Don’t melt the grid during heatwaves
Most of the country is about to be hit by a heatwave. As comforting as it is to blast your air conditioner, it’s absolutely no fun if you (and your neighbors) cause a blackout. While it’s rare to see city-wide power outages in the modern age, it’s not uncommon for individual streets and even whole suburbs to “go dark” at the worst possible times.
Prolonged heatwaves place an incredible strain on the electricity grid, and now experts at the CSIRO are recommending homes and businesses install solar panels as a way of easing the pressures of peak-demand. Dr Glenn Platt, theme leader for local energy systems, claims that although energy conscious consumers are trending towards energy conservation, on especially hot days their restraint is tested.
”The gaps between the really big consuming days and the rest of the time is growing and that’s a big problem for how we design and run our electricity system,” he said.
Often times the energy needs exceed the capacity of the grid, the wires, poles and stations that deliver electricity. One solution is to invest more in infrastructure, leading to further increases to energy costs and risks over-investing in a system that is only needed to cover the hottest days of the year.

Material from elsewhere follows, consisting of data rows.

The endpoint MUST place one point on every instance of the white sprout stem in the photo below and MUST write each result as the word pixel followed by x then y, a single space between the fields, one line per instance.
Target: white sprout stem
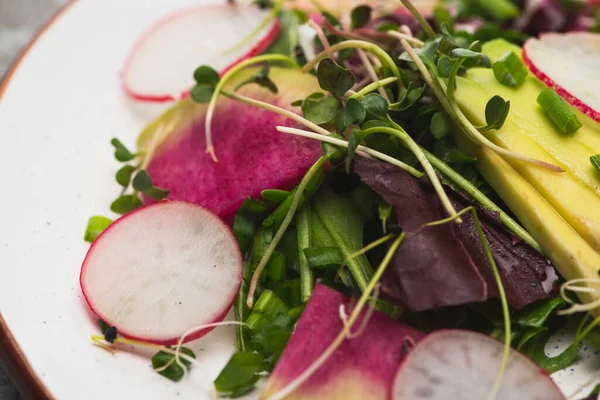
pixel 296 383
pixel 371 71
pixel 361 150
pixel 456 112
pixel 228 75
pixel 372 87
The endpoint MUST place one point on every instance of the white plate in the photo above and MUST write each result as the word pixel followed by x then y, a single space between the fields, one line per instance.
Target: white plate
pixel 60 107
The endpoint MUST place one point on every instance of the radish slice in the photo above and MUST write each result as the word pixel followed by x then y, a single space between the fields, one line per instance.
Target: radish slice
pixel 455 364
pixel 162 270
pixel 161 65
pixel 568 63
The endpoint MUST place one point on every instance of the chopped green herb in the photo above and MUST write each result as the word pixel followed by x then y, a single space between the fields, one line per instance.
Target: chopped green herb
pixel 96 225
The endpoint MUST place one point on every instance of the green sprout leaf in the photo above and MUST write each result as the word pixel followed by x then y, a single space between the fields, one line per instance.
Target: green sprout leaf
pixel 334 78
pixel 123 175
pixel 321 109
pixel 125 204
pixel 510 70
pixel 206 80
pixel 121 152
pixel 173 372
pixel 360 16
pixel 375 104
pixel 353 113
pixel 595 160
pixel 96 225
pixel 496 112
pixel 262 79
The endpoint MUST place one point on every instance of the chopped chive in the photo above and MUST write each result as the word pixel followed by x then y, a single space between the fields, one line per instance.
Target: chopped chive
pixel 96 225
pixel 270 304
pixel 324 257
pixel 558 111
pixel 510 70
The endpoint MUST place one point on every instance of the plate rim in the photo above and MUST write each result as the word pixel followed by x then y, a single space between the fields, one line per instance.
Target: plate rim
pixel 12 356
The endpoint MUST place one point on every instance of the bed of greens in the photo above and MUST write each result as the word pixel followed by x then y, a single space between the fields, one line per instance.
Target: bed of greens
pixel 399 200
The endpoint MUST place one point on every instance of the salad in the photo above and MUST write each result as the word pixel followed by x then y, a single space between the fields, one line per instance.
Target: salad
pixel 398 200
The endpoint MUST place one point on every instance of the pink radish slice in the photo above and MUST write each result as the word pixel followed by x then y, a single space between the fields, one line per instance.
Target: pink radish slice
pixel 568 63
pixel 455 364
pixel 160 67
pixel 162 270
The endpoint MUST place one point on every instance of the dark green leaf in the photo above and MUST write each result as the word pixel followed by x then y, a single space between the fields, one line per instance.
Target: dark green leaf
pixel 535 349
pixel 142 181
pixel 125 204
pixel 352 114
pixel 202 93
pixel 123 175
pixel 441 125
pixel 558 111
pixel 96 225
pixel 375 104
pixel 334 78
pixel 360 16
pixel 206 75
pixel 275 195
pixel 510 70
pixel 595 160
pixel 121 152
pixel 496 112
pixel 246 221
pixel 470 54
pixel 240 374
pixel 324 257
pixel 173 372
pixel 536 314
pixel 321 109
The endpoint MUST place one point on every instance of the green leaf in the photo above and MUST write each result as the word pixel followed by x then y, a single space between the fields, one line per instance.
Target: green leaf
pixel 558 111
pixel 334 78
pixel 123 175
pixel 121 152
pixel 360 16
pixel 240 374
pixel 96 225
pixel 352 114
pixel 536 314
pixel 173 372
pixel 595 160
pixel 324 257
pixel 125 204
pixel 535 349
pixel 202 93
pixel 206 75
pixel 470 54
pixel 142 181
pixel 496 112
pixel 375 104
pixel 441 125
pixel 510 70
pixel 321 109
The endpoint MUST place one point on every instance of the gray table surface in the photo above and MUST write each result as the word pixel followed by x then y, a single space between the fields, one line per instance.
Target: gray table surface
pixel 19 20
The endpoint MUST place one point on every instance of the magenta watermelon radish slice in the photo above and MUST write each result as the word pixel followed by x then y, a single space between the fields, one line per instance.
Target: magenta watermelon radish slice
pixel 568 63
pixel 361 368
pixel 456 364
pixel 253 156
pixel 161 65
pixel 162 270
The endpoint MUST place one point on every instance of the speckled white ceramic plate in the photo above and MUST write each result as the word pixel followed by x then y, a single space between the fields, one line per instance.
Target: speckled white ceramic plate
pixel 59 107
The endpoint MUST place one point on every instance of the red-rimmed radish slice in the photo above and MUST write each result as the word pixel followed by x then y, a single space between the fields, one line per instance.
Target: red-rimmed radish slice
pixel 161 65
pixel 162 270
pixel 456 364
pixel 568 63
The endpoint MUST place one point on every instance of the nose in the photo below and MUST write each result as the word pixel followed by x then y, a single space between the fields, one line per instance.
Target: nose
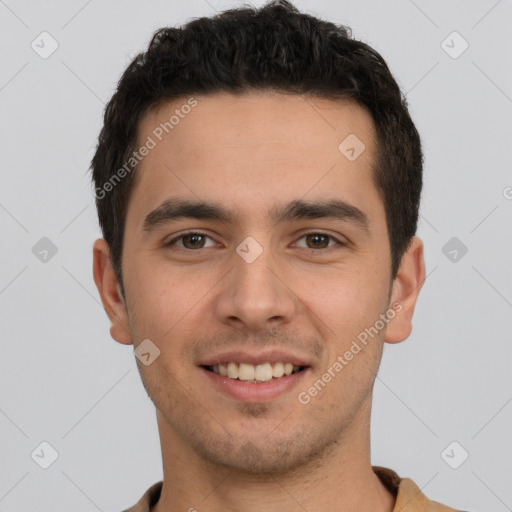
pixel 256 295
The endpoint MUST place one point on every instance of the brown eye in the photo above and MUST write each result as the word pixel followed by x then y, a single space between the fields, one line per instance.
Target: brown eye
pixel 190 241
pixel 318 240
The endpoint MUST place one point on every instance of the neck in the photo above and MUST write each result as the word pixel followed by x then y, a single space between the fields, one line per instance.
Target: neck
pixel 340 479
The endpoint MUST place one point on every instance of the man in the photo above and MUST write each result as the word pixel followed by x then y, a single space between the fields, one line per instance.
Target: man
pixel 258 180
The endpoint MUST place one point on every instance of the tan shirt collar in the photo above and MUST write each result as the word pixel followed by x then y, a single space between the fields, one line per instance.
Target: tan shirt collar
pixel 409 497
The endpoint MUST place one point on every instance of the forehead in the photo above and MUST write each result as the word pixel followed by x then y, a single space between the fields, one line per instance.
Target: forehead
pixel 251 150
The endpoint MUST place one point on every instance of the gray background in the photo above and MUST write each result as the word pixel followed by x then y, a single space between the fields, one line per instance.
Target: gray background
pixel 63 380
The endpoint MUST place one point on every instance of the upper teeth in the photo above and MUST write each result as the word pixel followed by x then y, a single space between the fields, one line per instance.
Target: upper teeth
pixel 261 372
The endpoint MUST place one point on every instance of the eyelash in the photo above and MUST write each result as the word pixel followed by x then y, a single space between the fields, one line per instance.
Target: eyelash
pixel 189 233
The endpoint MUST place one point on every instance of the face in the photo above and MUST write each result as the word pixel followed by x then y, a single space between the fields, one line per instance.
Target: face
pixel 253 245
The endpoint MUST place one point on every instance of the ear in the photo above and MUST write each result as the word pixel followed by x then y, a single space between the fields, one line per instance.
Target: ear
pixel 406 288
pixel 110 293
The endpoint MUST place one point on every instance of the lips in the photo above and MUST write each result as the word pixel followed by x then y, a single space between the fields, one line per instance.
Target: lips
pixel 255 376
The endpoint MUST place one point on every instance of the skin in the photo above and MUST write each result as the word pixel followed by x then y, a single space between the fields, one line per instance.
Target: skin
pixel 308 297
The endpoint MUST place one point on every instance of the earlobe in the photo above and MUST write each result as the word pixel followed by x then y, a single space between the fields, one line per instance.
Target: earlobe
pixel 110 293
pixel 406 288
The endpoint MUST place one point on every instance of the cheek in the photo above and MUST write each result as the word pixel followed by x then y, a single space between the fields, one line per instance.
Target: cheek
pixel 346 300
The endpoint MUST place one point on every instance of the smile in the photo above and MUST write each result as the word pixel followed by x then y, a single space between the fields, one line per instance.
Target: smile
pixel 254 373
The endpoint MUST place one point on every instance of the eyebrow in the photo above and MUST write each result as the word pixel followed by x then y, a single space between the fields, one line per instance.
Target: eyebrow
pixel 174 209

Creating electricity locally, and during peak solar production times (during the middle of the day, when temperature reaches its peak) combined with energy efficient technologies is the silver bullet to the problem.
Naturally, generating your own electricity when the rest of the block is sweltering is a huge advantage in itself.
Platt’s team at the CSIRO works on developing techniques to integrate varying renewable sources of energy into metropolitan electricity systems and strategies to moderise Australia’s energy grid to enable it to manage peak demand in future. He was instrumental in bringing the CSIRO behind the “Smart Grid, Smart City” initiative that attempts to integrate into the existing electricity network advanced communication, sensing and metering infrastructure. A smart grid could identify and resolve faults, automatically self-heal, manage voltage and identify necessary infrastructure maintenance.